Thursday, March 05, 2009

losers weepers (9) little white balls and a red rose on the wall

When I was a little kid, my neighbours decided to buy a table-tennis... well... uhm table. It was kept under lock and key in the storage by the block entrance. However, each summer day, the guys in my block and their gang down the street would take the table out and start playing, organising matches. I love the sound that little white ball made and I was watching like hypnotised from my balcony, both its constant movement from one player's side to another and the fancy strokes one of them would sometimes put up for show.

I was rarely allowed outside on my own back then (and when I was, I was watched) but I used those occasions to watch from even closer. I had some paddles from my brother and sometimes I took them with me but I was usually too shy to ask (or maybe unconsciously wise enough to avoid a refusal) to play too so I usually settled with playing ball-boy. At some point, I know I did play a set with one of the 'grown-ups'. Till 6-0 that is.
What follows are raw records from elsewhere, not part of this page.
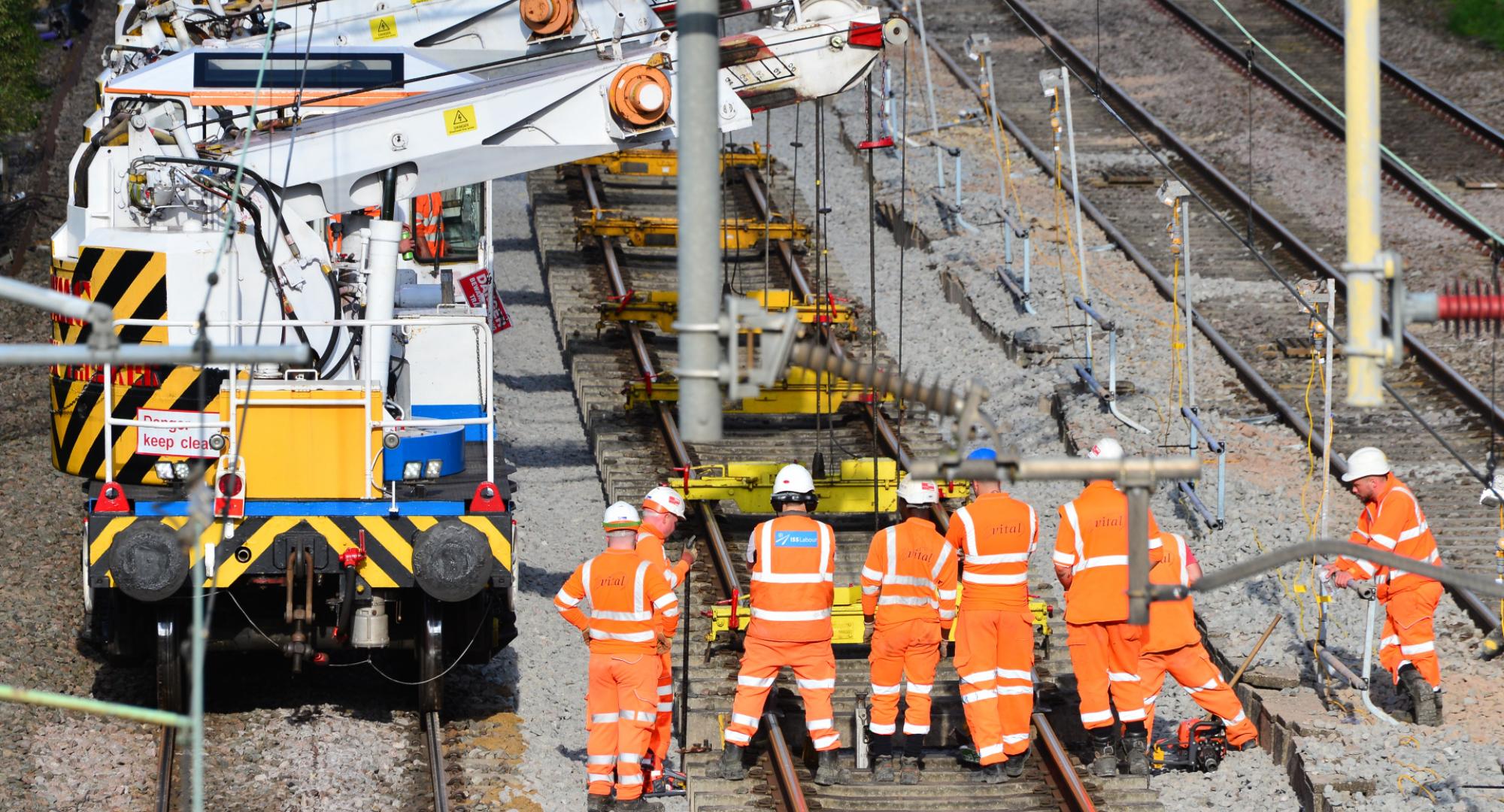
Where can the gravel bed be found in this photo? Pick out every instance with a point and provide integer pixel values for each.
(1266, 473)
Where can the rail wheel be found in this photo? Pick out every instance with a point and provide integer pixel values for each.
(171, 679)
(431, 658)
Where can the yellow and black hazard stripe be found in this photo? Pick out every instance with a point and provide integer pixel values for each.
(268, 541)
(135, 285)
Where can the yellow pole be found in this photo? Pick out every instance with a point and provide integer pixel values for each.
(1365, 288)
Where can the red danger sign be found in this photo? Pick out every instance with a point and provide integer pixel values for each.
(177, 434)
(481, 292)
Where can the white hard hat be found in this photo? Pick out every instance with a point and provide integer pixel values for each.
(1366, 462)
(793, 479)
(664, 500)
(1106, 449)
(1490, 497)
(918, 492)
(622, 517)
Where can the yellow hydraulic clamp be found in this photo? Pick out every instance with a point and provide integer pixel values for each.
(661, 308)
(661, 163)
(738, 234)
(846, 619)
(801, 393)
(852, 489)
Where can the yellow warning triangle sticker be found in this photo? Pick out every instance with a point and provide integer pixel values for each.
(459, 120)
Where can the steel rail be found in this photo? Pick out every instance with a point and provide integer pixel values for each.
(790, 795)
(1442, 106)
(434, 742)
(1440, 371)
(1324, 120)
(1227, 187)
(166, 756)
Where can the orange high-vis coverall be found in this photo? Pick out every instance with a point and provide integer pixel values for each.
(1393, 523)
(995, 635)
(793, 562)
(629, 605)
(650, 548)
(1093, 542)
(909, 583)
(1174, 647)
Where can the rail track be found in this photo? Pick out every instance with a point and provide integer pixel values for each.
(1461, 154)
(640, 449)
(1264, 336)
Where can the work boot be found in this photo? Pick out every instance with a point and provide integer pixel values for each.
(1136, 750)
(1014, 766)
(730, 766)
(829, 771)
(909, 771)
(1106, 763)
(1422, 697)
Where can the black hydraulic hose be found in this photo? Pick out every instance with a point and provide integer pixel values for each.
(347, 604)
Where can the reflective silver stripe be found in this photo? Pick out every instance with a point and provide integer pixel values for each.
(971, 535)
(602, 614)
(941, 563)
(792, 578)
(625, 637)
(998, 559)
(640, 589)
(790, 617)
(906, 601)
(995, 580)
(1100, 562)
(1076, 529)
(909, 581)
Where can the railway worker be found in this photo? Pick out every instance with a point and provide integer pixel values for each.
(995, 631)
(1392, 521)
(1091, 560)
(909, 598)
(631, 607)
(792, 559)
(1174, 646)
(663, 511)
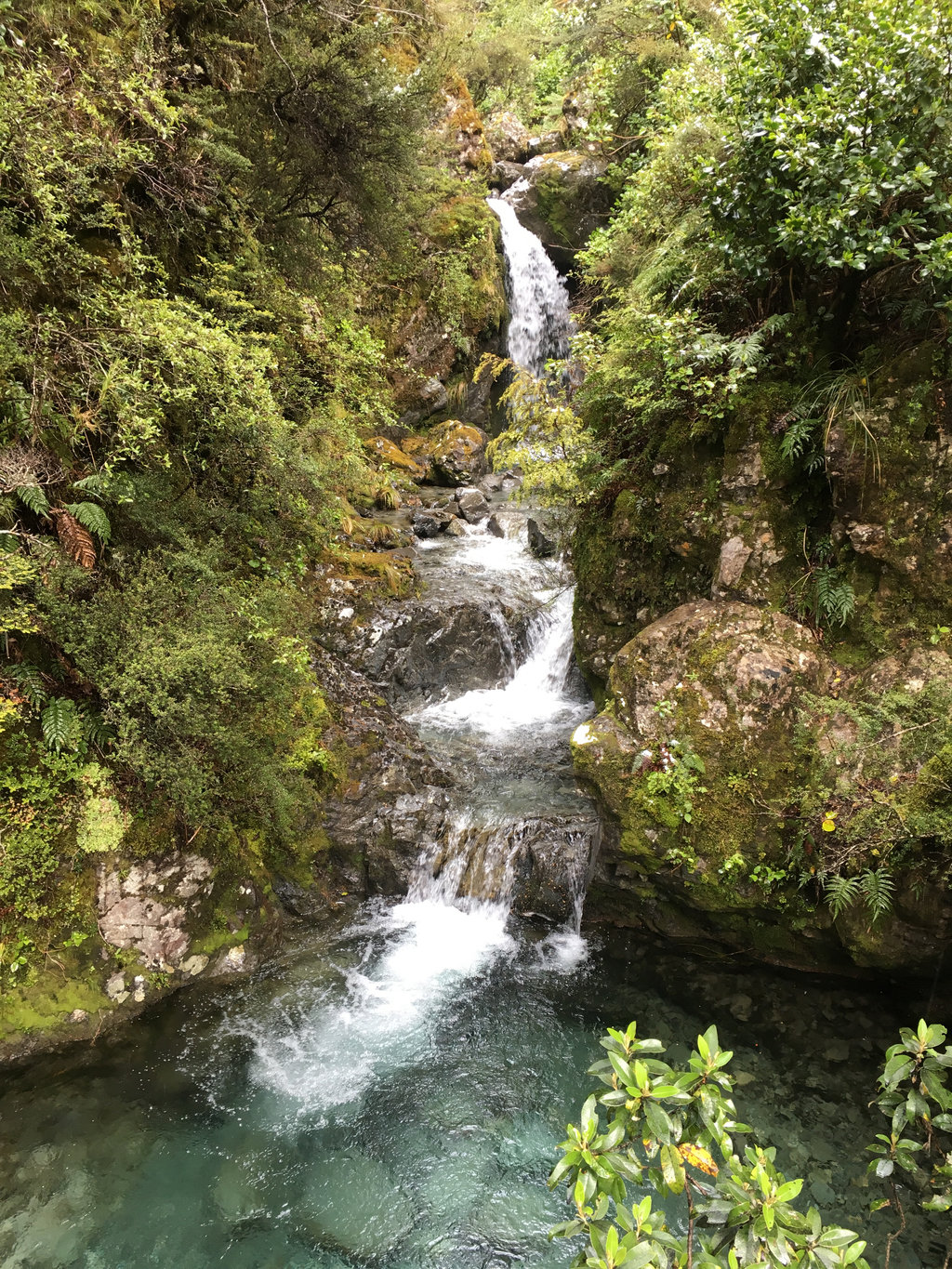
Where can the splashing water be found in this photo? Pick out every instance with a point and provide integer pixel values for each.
(536, 697)
(539, 324)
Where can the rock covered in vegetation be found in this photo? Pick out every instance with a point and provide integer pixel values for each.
(725, 755)
(390, 799)
(458, 452)
(143, 907)
(451, 453)
(508, 138)
(562, 197)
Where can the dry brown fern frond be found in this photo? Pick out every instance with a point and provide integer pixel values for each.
(75, 541)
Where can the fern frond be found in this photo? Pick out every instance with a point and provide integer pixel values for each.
(840, 892)
(33, 499)
(73, 538)
(60, 723)
(879, 889)
(93, 518)
(30, 683)
(96, 730)
(799, 437)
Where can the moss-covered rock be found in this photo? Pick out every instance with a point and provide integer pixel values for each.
(562, 198)
(737, 767)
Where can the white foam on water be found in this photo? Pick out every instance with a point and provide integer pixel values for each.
(539, 324)
(562, 951)
(535, 695)
(333, 1056)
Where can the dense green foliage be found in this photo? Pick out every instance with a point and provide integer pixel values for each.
(207, 247)
(663, 1125)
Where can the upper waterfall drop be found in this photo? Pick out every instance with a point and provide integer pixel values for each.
(539, 324)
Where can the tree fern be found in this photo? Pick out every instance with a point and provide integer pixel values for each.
(60, 723)
(827, 598)
(879, 889)
(840, 892)
(34, 499)
(93, 518)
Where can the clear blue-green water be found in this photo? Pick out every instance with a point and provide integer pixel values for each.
(391, 1092)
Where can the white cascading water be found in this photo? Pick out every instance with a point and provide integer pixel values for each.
(539, 324)
(444, 932)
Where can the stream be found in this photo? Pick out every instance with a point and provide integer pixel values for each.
(391, 1091)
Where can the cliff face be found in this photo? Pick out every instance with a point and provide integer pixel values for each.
(771, 777)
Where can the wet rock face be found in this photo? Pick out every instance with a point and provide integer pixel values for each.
(417, 651)
(562, 198)
(146, 907)
(393, 799)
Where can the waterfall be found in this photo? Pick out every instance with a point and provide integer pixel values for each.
(539, 324)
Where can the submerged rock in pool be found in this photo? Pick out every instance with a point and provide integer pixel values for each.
(521, 1213)
(351, 1203)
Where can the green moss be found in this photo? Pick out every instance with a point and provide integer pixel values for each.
(48, 998)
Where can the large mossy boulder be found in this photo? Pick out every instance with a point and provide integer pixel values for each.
(701, 703)
(562, 198)
(458, 452)
(737, 767)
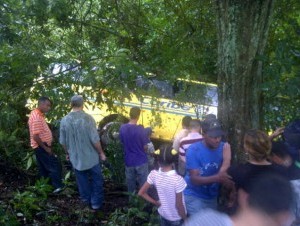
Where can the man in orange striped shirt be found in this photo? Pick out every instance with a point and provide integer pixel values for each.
(41, 140)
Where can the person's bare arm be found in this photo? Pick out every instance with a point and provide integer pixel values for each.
(197, 179)
(37, 139)
(143, 193)
(179, 206)
(226, 157)
(99, 149)
(276, 133)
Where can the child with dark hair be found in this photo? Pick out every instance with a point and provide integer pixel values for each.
(169, 187)
(280, 155)
(265, 201)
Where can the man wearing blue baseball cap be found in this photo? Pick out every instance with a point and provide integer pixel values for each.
(203, 163)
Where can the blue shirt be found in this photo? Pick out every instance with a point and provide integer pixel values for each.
(133, 138)
(208, 162)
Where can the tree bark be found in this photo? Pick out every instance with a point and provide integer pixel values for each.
(242, 35)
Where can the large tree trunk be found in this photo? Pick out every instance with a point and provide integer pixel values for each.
(242, 34)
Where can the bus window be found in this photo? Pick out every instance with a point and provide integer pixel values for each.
(160, 88)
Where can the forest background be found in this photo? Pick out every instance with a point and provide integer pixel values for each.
(250, 48)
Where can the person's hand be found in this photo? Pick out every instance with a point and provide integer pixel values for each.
(225, 179)
(277, 132)
(102, 156)
(48, 150)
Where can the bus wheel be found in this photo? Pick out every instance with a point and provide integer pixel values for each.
(109, 129)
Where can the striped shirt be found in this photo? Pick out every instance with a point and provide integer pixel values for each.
(37, 125)
(167, 185)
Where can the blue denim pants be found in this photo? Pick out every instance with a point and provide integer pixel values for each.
(136, 175)
(165, 222)
(195, 204)
(49, 166)
(90, 186)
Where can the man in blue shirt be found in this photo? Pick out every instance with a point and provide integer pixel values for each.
(203, 162)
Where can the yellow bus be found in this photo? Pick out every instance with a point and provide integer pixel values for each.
(163, 106)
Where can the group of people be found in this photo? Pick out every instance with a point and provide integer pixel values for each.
(80, 140)
(263, 191)
(189, 173)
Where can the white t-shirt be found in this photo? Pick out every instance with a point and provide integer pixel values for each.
(167, 185)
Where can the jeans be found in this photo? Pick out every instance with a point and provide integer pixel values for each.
(194, 204)
(90, 186)
(165, 222)
(136, 174)
(49, 166)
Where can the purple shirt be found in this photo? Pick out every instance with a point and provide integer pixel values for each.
(134, 139)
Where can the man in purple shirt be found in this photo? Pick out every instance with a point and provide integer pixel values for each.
(134, 140)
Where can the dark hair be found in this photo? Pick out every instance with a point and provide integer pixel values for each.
(134, 112)
(165, 156)
(186, 121)
(194, 124)
(258, 144)
(43, 100)
(271, 194)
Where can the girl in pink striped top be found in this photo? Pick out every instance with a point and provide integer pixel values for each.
(169, 186)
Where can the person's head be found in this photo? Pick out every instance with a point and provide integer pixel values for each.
(195, 125)
(269, 194)
(166, 155)
(44, 104)
(210, 117)
(148, 131)
(280, 154)
(257, 144)
(77, 101)
(186, 121)
(134, 113)
(212, 133)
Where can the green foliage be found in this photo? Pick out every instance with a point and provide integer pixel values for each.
(7, 218)
(29, 202)
(281, 71)
(136, 214)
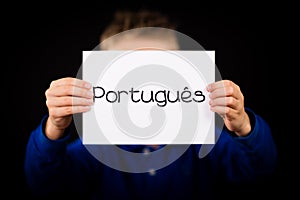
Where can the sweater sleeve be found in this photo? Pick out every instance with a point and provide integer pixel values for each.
(48, 164)
(249, 158)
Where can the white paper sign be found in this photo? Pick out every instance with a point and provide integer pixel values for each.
(149, 97)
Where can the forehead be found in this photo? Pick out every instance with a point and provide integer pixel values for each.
(136, 43)
(134, 40)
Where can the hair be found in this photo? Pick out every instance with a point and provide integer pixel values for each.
(124, 20)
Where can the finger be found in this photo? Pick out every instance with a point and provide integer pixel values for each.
(222, 92)
(68, 101)
(224, 111)
(68, 90)
(224, 101)
(71, 81)
(219, 84)
(67, 110)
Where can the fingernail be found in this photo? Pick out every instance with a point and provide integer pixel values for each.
(87, 85)
(90, 94)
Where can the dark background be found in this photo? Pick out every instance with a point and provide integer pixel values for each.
(45, 42)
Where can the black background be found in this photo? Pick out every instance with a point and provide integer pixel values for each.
(44, 42)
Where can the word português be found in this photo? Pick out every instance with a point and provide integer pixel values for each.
(161, 97)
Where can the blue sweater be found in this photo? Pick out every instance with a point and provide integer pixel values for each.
(62, 168)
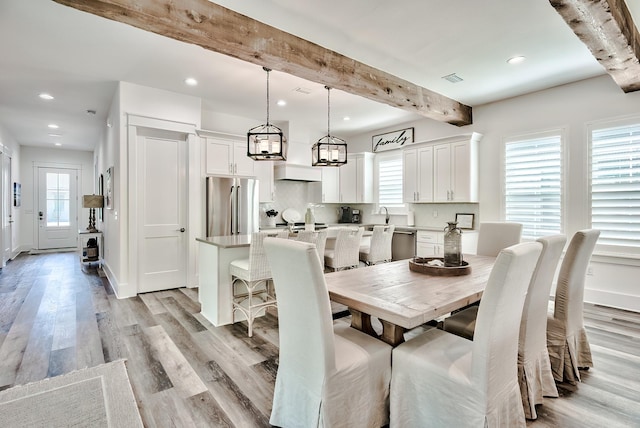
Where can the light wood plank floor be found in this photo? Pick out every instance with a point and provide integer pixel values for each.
(56, 318)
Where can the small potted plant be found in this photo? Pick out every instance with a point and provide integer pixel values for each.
(271, 217)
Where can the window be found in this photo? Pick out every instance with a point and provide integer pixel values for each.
(390, 180)
(615, 185)
(533, 183)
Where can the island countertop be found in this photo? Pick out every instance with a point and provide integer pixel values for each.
(231, 241)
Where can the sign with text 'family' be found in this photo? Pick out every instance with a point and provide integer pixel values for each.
(392, 140)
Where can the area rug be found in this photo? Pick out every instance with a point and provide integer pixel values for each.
(98, 396)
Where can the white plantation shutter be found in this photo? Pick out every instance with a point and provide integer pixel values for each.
(390, 181)
(615, 185)
(533, 184)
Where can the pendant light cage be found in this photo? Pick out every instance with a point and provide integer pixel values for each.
(266, 142)
(328, 150)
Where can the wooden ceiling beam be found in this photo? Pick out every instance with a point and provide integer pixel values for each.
(222, 30)
(608, 30)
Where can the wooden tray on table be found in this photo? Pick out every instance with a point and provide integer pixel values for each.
(421, 265)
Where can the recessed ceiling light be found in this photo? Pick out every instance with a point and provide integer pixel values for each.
(516, 59)
(453, 78)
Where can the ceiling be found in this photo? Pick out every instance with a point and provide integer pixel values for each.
(79, 58)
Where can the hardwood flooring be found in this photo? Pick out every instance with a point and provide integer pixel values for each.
(56, 318)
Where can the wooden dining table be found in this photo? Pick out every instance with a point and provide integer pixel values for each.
(403, 299)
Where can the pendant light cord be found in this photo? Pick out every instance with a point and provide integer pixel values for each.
(328, 111)
(267, 70)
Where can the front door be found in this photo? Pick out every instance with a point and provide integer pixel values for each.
(162, 210)
(57, 208)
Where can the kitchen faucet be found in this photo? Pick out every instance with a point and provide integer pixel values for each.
(386, 216)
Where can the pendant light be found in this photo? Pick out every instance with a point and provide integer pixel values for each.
(329, 151)
(266, 142)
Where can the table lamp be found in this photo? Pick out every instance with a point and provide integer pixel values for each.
(92, 202)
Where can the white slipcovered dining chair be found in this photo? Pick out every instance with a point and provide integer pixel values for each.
(534, 369)
(493, 236)
(345, 254)
(443, 380)
(250, 279)
(379, 249)
(567, 341)
(284, 234)
(319, 239)
(329, 374)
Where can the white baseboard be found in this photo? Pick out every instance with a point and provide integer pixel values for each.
(615, 300)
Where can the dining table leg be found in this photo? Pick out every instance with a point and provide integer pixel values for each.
(393, 334)
(361, 321)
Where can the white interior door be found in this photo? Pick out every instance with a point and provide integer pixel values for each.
(57, 208)
(162, 211)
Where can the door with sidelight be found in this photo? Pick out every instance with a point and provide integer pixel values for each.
(57, 214)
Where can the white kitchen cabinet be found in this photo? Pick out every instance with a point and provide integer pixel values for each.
(418, 174)
(328, 190)
(264, 174)
(227, 157)
(356, 179)
(455, 172)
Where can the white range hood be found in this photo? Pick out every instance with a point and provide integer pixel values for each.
(295, 172)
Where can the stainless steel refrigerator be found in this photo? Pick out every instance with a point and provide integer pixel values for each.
(232, 206)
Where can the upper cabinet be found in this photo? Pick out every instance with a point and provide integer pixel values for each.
(264, 174)
(444, 171)
(418, 174)
(328, 190)
(227, 157)
(455, 172)
(356, 179)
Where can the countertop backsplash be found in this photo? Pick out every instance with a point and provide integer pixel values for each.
(295, 195)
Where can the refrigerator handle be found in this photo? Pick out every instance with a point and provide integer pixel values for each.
(231, 222)
(237, 219)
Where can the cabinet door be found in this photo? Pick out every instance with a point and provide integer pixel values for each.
(409, 175)
(330, 185)
(348, 177)
(264, 174)
(243, 164)
(219, 157)
(442, 173)
(464, 181)
(425, 174)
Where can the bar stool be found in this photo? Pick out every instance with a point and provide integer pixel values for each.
(252, 274)
(345, 255)
(318, 238)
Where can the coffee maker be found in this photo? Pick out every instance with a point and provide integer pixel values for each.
(346, 215)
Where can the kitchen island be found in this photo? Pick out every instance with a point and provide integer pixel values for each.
(215, 291)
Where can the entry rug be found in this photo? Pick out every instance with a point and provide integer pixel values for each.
(98, 396)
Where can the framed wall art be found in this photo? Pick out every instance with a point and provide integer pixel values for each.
(108, 197)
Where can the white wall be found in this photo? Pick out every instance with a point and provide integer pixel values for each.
(29, 159)
(570, 107)
(7, 141)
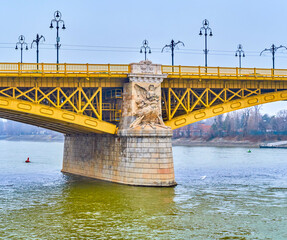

My folks somehow disapproved of me fetching the balls for the guys, as well as of their company so when I wasn't allowed out, I vented my frustration guerrilla style, by throwing little lumps of earth from the flower pots on the balcony onto the ping pong table and quickly hiding in order not to be spotted (unnecessarily to say it was quite obvious it was me anyway).

And just as a side-comment of some significance: one of the guy's name was Mio (well, Miodrag actually)(whom 8-year old me thought was cute) and he was the prime suspect of scratching and drawing a red rose and the letters D and M onto the walls of our block's hallway. And that was somehow a bad thing, though I don't know why. Well, I know why scratching the walls is a bad thing, but the rose was kinda nice so I don't know why my brother was appalled by it. Much later did I find out that DM and the rose stood for Depeche Mode whom my brother as a declared rocker (though underground listener) felt the need to repudiate in public. Paranthesis closed.

Well, after a couple of years I got over the not-being-allowed-to-play-ping-pong drama of my life. I was old enough to be able to (difficultly) carry the table together with a neighbour's guy of my age. The guy had a net for it so we spent quite some afternoons ourselves playing. He also had a cool bycicle from his father (as some sort of compensation for him not being there anymore since his parents got separated, but his father was a cool guy himself) and I would sometimes ride around the block with him. On one of those occasion he tried to kissed me, as I figured out later, since I didn't have the faintest idea what the heck he wanted so I pushed him back and we nearly fell with the bike.

However, at some point later that year, with my neighbour's father moved away and the two other guys playing leaving the area, the big mean grown-ups (and hysterical old hags) decided that since no one in our block was playing, the table should move to another block's storage and it should stay there, since the constant clatter of the ball - the sound I so liked - was disturbing their summer afternoons' peace and quiet. Apparently me and the neighbour's boy were 'nobody'.

Thus, the table and its hypnotising little white ball went away; after a while the neighbour's boy went away too. And the red rose was painted over with fresh paint on a big renovation. Most of the times it's just like none of them really existed in the first place. Seems they are there though, in a dusty corner of my mind, ready for sudden keyword-triggered flashbacks. And the keyword of the day is 'ping-pong'. So...
darksander (3/5/2009 6:02:30 PM): credits go to me then.